Qualifié quatrième (48,30), Hayden occupait cette position au virage en finale. Fidèle à son habitude, il est revenu comme une balle pour toucher au mur en 47,95 secondes. Seul l'irrésistible Magnussen, 20 ans, a fait mieux, glanant l'or en 47,63. Médaillé de bronze en 48,00, William Meynard a sauvé l'honneur de la France, qui domine le sprint crawlé depuis quelques années.

Le Brésilien Cesar Cielo Filho, tenant du titre, a raté le bronze par un centième. À deux jours du début de la compétition, sa participation était en suspens en raison d'un test positif à un diurétique, que l'athlète attribue à un supplément contaminé. Le Tribunal arbitral du sport a finalement entériné la décision de la Fédération brésilienne de ne lui servir qu'un avertissement.

Départ canon

Hayden se félicitait particulièrement de son départ. Son temps de réaction, une véritable lacune dans le passé, l'a mis sur un pied d'égalité avec ses rivaux. Le nageur de 27 ans a souligné la contribution de B2Dix, organisme piloté par l'ancien skieur acrobatique Dominick Gauthier.

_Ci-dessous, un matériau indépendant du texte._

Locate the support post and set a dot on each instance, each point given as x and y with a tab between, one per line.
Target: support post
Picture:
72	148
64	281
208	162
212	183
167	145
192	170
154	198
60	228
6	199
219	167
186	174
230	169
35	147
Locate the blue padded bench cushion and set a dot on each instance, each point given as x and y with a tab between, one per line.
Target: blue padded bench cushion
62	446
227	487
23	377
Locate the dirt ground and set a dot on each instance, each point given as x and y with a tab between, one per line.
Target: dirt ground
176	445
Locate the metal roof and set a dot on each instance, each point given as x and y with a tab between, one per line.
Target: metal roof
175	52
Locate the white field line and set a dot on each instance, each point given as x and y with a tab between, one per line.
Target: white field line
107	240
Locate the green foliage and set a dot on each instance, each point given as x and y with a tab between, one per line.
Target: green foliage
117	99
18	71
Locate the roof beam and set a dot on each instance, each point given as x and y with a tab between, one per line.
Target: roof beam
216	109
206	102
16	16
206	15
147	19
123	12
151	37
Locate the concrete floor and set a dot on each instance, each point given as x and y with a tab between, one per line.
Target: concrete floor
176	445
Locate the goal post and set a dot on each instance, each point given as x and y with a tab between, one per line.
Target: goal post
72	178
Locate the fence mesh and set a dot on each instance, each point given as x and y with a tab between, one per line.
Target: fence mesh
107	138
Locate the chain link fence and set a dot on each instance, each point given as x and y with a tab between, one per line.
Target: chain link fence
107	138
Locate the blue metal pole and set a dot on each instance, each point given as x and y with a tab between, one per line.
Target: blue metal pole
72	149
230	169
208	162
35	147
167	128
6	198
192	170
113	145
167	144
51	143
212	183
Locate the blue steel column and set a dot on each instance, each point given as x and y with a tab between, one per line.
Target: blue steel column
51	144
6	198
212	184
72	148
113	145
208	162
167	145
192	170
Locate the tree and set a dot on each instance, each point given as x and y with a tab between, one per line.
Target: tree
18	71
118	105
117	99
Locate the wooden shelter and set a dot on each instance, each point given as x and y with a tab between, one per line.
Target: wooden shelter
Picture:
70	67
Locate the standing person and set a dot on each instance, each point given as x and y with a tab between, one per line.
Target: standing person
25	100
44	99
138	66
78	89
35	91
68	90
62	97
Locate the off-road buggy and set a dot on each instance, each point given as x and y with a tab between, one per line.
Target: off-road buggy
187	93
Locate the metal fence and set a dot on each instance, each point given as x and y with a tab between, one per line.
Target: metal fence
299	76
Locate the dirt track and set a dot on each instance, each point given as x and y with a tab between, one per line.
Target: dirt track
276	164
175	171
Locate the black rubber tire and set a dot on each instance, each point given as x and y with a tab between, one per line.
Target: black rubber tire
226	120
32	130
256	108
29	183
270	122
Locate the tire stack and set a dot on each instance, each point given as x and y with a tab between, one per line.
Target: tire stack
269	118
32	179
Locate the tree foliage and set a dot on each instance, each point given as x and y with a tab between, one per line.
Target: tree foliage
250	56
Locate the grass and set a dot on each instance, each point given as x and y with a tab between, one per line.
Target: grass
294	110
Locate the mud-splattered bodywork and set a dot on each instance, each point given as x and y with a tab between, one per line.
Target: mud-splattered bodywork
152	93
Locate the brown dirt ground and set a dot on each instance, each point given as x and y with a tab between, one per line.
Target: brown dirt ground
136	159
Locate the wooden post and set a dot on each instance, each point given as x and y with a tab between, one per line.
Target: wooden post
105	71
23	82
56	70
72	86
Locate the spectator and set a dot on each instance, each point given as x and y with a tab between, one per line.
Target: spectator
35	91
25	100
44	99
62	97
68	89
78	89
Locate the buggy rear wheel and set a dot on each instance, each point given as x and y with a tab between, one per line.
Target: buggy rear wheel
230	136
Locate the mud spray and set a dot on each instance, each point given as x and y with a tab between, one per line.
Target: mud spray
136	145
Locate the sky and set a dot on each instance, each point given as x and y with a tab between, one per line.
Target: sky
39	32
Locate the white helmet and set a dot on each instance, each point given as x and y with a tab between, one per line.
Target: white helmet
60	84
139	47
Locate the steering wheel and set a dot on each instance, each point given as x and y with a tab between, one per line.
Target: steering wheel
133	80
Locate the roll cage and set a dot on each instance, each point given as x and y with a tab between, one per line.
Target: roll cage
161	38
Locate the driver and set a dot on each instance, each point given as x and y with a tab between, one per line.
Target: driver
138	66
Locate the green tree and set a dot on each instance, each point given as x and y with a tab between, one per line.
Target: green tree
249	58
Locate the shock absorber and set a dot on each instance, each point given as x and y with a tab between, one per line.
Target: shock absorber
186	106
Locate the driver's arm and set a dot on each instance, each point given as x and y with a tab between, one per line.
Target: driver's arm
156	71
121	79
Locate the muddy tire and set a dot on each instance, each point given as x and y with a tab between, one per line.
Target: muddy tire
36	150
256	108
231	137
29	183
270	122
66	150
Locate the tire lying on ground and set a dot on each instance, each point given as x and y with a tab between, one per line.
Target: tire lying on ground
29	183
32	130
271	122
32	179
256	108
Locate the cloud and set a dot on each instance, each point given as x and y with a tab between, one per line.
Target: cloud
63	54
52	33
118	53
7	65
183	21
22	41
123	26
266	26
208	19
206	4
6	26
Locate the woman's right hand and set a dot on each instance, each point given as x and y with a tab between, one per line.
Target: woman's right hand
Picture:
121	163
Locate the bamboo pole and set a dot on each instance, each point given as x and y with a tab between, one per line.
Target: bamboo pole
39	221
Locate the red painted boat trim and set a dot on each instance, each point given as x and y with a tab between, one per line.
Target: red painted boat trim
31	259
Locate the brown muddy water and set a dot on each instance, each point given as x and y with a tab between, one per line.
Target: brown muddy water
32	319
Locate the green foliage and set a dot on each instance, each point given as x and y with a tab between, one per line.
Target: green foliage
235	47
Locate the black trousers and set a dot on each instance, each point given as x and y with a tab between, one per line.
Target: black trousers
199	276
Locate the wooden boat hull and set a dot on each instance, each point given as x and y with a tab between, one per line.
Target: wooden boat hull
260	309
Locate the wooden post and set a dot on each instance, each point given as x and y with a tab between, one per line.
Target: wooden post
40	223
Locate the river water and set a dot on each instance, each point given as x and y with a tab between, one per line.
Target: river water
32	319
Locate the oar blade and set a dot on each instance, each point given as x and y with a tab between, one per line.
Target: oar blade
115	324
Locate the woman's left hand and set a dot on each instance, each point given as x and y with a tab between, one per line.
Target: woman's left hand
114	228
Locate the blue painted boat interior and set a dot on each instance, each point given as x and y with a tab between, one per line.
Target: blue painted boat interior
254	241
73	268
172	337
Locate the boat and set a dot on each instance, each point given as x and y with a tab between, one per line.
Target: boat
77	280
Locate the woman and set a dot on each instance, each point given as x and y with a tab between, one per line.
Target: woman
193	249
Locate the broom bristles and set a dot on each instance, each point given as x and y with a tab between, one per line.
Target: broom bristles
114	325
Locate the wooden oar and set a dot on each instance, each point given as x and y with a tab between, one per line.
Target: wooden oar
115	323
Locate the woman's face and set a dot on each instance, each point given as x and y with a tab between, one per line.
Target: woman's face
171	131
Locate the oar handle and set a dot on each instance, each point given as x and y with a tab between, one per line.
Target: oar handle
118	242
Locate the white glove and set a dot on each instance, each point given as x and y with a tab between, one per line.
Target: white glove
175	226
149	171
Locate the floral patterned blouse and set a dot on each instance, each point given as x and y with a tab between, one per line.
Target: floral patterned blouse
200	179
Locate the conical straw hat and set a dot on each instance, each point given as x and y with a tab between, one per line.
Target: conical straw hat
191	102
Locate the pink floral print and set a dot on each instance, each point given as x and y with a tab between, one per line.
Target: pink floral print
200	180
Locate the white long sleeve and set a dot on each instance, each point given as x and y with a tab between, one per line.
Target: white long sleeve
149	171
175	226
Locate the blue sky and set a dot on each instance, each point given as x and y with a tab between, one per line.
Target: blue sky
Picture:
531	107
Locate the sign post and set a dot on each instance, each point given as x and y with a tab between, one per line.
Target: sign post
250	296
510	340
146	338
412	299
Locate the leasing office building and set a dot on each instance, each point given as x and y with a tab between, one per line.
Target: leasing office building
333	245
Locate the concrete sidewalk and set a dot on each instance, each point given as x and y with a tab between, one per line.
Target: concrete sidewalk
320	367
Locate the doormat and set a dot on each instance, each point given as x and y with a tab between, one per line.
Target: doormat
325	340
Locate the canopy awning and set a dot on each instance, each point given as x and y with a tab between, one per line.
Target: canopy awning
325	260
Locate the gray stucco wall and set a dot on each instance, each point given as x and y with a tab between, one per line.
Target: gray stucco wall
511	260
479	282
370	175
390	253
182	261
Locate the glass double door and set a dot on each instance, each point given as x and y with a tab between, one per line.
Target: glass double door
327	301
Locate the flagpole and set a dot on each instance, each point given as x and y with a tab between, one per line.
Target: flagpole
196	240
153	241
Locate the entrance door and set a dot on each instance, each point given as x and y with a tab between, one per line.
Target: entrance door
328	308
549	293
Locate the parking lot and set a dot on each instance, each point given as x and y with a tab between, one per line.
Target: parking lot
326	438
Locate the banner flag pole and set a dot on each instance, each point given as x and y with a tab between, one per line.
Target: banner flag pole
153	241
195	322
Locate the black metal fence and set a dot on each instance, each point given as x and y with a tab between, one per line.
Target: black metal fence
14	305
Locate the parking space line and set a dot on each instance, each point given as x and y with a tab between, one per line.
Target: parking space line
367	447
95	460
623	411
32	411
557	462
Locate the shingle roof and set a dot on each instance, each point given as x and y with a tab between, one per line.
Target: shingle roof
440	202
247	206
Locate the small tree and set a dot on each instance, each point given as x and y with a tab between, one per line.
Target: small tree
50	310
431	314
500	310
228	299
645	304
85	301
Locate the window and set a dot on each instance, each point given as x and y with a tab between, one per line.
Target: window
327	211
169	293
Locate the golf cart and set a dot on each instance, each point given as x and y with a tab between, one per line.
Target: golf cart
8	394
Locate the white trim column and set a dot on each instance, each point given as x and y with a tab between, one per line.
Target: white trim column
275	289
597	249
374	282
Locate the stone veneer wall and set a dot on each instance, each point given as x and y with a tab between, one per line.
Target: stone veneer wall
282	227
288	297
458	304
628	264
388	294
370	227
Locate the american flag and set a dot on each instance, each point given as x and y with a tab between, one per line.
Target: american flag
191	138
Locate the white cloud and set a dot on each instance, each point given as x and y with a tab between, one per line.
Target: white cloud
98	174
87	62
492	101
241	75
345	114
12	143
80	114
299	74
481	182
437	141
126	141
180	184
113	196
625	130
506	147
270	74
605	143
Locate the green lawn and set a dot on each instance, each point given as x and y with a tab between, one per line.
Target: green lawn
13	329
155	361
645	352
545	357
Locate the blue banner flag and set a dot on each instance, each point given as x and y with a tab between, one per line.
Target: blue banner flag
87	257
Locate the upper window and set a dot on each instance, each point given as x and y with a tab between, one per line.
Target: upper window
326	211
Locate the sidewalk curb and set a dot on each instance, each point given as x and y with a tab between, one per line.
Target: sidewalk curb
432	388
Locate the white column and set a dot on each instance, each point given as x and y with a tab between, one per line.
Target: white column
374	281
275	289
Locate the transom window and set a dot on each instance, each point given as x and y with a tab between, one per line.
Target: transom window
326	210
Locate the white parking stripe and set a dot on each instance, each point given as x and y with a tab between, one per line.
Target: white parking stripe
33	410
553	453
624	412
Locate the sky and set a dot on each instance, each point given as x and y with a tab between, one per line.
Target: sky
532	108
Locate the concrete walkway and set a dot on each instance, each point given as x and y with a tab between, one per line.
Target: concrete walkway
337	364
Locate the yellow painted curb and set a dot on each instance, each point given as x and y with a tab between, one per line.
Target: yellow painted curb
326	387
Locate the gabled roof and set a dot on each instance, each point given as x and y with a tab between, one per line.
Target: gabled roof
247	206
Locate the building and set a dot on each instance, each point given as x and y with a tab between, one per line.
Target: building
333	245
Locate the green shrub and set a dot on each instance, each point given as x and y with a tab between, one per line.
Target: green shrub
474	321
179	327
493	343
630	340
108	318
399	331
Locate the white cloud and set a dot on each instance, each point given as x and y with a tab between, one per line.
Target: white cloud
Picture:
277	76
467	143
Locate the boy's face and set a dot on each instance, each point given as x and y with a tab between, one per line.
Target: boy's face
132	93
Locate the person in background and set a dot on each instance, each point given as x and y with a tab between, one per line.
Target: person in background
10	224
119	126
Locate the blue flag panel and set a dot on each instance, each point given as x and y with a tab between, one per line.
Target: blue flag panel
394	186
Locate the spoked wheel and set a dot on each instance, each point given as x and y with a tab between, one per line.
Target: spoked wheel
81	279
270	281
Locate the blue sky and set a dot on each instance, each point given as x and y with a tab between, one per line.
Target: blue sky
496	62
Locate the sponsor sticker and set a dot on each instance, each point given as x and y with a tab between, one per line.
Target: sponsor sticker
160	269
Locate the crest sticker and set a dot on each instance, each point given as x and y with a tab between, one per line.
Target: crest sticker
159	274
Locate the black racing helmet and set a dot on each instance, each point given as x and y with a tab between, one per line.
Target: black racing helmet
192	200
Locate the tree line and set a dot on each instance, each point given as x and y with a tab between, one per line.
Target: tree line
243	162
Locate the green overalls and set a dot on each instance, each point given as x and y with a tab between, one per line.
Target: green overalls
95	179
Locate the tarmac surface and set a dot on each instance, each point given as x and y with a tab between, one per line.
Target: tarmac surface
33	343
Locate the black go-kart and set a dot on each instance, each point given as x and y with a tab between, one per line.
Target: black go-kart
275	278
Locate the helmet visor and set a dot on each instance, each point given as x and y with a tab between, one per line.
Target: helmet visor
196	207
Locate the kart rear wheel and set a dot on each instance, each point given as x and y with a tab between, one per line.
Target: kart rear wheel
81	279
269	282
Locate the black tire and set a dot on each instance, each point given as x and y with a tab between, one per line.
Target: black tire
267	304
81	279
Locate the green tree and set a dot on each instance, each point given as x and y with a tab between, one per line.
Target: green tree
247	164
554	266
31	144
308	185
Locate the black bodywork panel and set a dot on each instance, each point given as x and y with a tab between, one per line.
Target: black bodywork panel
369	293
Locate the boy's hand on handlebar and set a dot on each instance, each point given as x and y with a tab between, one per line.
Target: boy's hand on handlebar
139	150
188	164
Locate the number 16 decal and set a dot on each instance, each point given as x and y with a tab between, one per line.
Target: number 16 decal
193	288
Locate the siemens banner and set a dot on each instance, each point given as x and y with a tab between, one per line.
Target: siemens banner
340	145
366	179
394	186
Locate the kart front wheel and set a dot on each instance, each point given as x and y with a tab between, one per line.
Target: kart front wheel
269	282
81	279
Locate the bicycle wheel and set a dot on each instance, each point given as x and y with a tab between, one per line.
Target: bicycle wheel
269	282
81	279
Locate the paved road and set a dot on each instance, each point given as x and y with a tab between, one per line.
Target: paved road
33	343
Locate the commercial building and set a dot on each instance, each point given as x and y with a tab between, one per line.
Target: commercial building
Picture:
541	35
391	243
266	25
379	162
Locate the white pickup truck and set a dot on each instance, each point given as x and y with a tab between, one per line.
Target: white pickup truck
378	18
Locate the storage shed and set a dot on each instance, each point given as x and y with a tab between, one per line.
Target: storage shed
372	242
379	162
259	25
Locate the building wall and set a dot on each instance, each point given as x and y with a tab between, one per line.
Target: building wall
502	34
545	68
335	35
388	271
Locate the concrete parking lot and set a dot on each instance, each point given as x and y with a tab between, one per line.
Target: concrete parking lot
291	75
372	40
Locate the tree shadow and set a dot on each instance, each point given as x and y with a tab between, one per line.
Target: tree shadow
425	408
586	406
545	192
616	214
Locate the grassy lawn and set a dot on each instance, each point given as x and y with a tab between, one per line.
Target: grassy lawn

B2Dix, qui est décidément partout, a fourni l'argent nécessaire pour acheter les nouveaux blocs de départ de type «athlétisme» et faire venir le champion olympique sud-africain Roland Schoeman pour une clinique à Vancouver.

À partir du moment où Hayden se maintient dans le peloton de tête, le podium est pratiquement dans le sac. «Ma stratégie est de partir assez vite et de maintenir ma vitesse le plus longtemps possible, a rappelé le médaillé d'argent. Magnussen est le meilleur exemple en ce sens. Stratégiquement, il reproduit ce que je fais depuis le début de ma carrière.»

Avec la médaille d'argent de Shanghai, Hayden confirme qu'il fait partie des meilleurs sprinters de sa génération: finaliste à Montréal en 2005, l'or à Melbourne en 2007, quatrième et seul finaliste sans le tout-polyuréthane à Rome en 2009, premier chrono mondial en 2010. «C'est un grand accomplissement que de rester à ce niveau dans le monde de la natation», a souligné, sur les ondes d'Eurosport UK, l'un des plus grands sprinters de l'histoire, le Néerlandais Pieter Van den Hoogenband.

Une seule tache noircit la feuille de route d'Hayden: son élimination en demi-finale aux derniers Jeux de Pékin. Sa participation au relais 4x200, disputé le même jour, avait été évoquée pour expliquer cet échec. À Londres, dans un an, il n'aura plus cette défaite. Quelqu'un pour parier contre lui?